Monday, January 11, 2010

Talking the Walk (18)


My Medic-Alert Bracelet

Dear Mental Health Professional:

If you are reading this, I assume it is because I am not in my right mind and someone has directed you to this page. Unless you believe that my long history of mental illness renders my advice useless, I hope you will take a minute or two to read these instructions which I have set down while of sound mind. They are too long to put on a bracelet, but brief nonetheless. They could save us both a lot of time, and grief.

Sedation is likely a good idea. I am sure that before I landed in your emergency ward, my sleep had been dwindling to three, two, one, zero hours a night–possibly for a long time–so that my most pressing health problem is extreme exhaustion. It might even be the principal cause of many of the symptoms confronting you. Let me sleep as much as possible for two or three days. Make no attempt, or as little as possible, to hurry me back into a “normal” routine. I don’t need normalization as much as I need sleep.

When my brain and body have rested a little, ease off on all drugs to take a look at my baseline condition. I have come back spontaneously many times from where you see me; try to get a read on my ability to do so now. If my frame of mind is even halfway reasonable, give me some time–a few days perhaps–to see if I can restabilize on my own. Allow me to spend the time quietly, doing little or nothing, with as little contact with others as your facility will permit. Resist the urge to intervene. It is tough, I know, to feel that “standing by” is legitimate treatment, but it is sometimes the only legitimate treatment.

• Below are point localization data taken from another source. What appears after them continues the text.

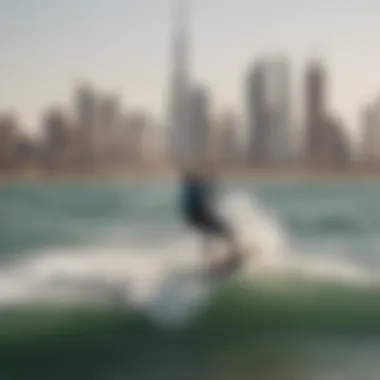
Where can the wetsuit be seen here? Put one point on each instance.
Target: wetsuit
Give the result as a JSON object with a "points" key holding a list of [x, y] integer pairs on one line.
{"points": [[196, 207]]}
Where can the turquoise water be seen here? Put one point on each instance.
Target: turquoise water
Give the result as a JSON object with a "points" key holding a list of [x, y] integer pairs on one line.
{"points": [[102, 281]]}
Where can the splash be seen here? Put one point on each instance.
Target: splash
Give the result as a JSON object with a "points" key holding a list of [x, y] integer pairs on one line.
{"points": [[167, 282]]}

If you feel you need to begin a course of drugs, do so extremely cautiously. I am a slow metabolizer of drugs, so it is best to start me at a half, a quarter, an eighth of what you are used to thinking of as the normal therapeutic range. Trust me: if the drug you prescribe can benefit me, it will do so at a far lower level than its manufacturer recommends; and if it can harm me, it will do so rapidly even at low doses. I have thirty-five years of drug disasters to attest to this. Start small, and advance in minuscule increments. Continue mild sedation so that my sleep schedule is maintained.

As soon as I am even halfway stabilized, ask me what further course I would recommend. I realize this may be difficult in front of your colleagues; do it in private if it helps. I have been through this many times, and have a wealth of suggestions about what could help and what will definitely not. Seek my advice, and I will be more likely to seek yours. Each of us has information the other needs.

Do not panic. Try especially to avoid the type of panic that calls itself “aggressive treatment.” Remember that the patient in your interview room (or on your examining table if I have hurt myself physically) is the same person who wrote these notes. The note-writer will return faster if you follow the steps above, and the faster he returns, the better the chance that he will remain. He is the best colleague you can hope for.

Trust yourself. Try to trust me. And good luck, for both our sakes.